Thanks to David Hare's imaginative
script that makes three lives resonate with shared themes and images,
and to Steven Daldr'’s transparent direction, The Hours also conveys
this sense that inner space is as vast, dramatic and surprising as outer
space.
Of course, the impulse to keep
thinking about this movie owes something to worry about what it leaves
out. For example, I worry that viewers, especially those who can't empathize
with the self-erasure that goes along with living a derived life, may
demonize Laura for leaving her family to save her life. Some male movie-goers
have emerged bewildered about why Laura wasn't happy with just her nice
house, nice marriage and nice son - as if they would have been.
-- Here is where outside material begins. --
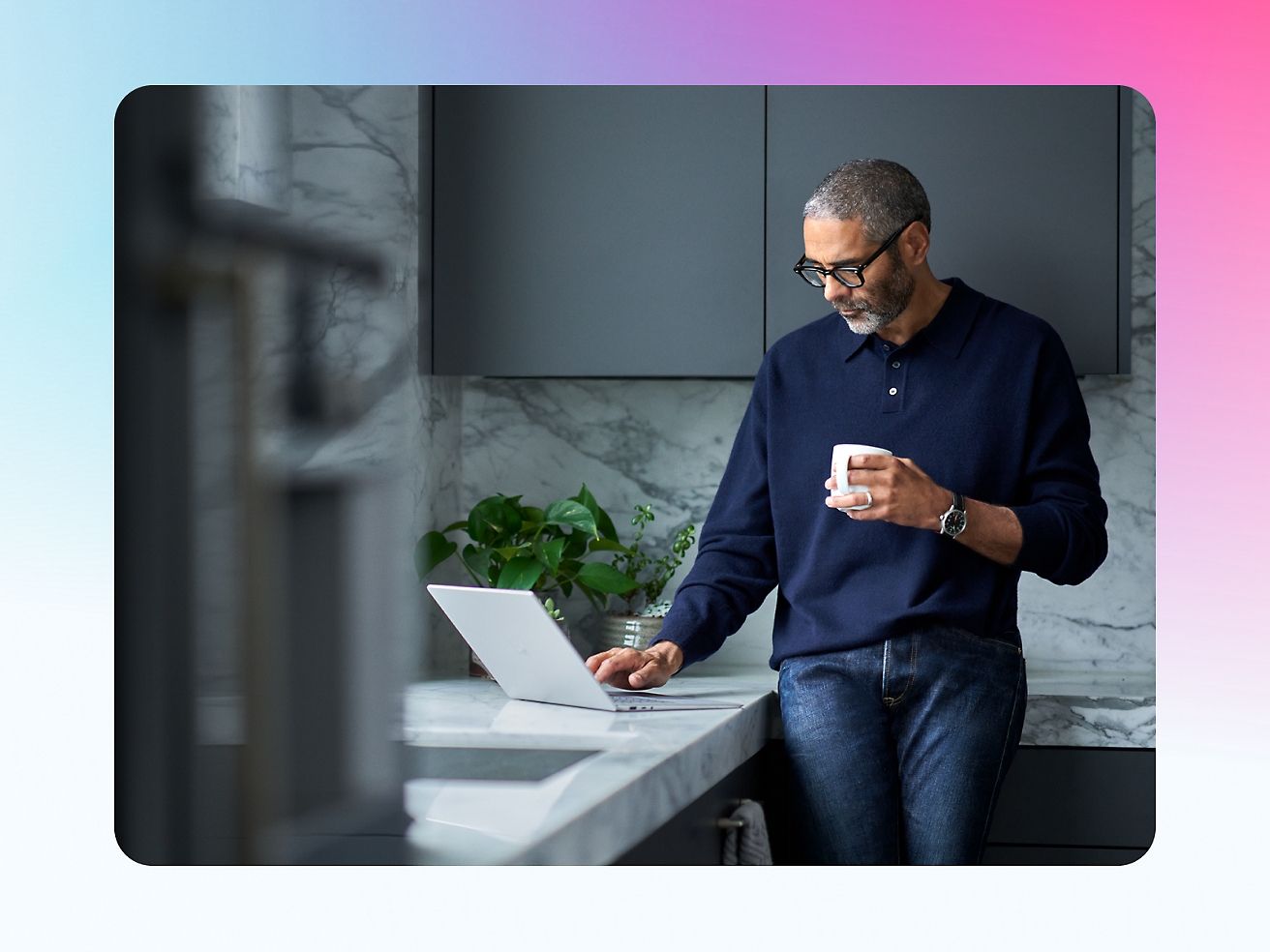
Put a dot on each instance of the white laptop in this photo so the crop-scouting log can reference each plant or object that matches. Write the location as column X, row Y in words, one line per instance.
column 531, row 658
Even more, I worry that the absence
of even a hint of the sexual abuse and isolation that left Woolf with
childhood flashbacks and a lifetime of trauma, beyond what society was
willing to talk about then, but inexplicably left out of Cunningham's
novel and this film may make her depressions seem a personal fault. For
example, there is a reference to the suicide of one of her Mrs. Dalloway characters, yet not to the fact that he was a traumatized veteran of World
War I to whom Woolf would have felt personally linked. Because the film's
prologue shows Woolf's own suicide eighteen years later, yet gives us
no clue that the march of fascism and the beginning of World War II were
part of what pushed her over the edge. I worry that her radical act of
self-determination is deprived of its context then, and its resonance
now. If the response of The New York Times reviewer is any measure, I'm
right to worry. Though he praised the film, he attributed Woolf's suffering
to the "faulty wiring" of her brain.
But high expectations are the
price of high standards, and this film sets them. The valuable and rare
thing is that individual days and lives and inner worlds, those of others
and also our own, may seem more complicated, miraculous and valuable after
we've seen The Hours than before.
That's not a bad lesson in this
time when destroying lives far away is being presented to us as acceptable
and even desirable. Without the added burdens that Woolf carried for all
her days, we should be able to do something about it.
If we do, The Hours will have
extended the life of the woman who inspired it.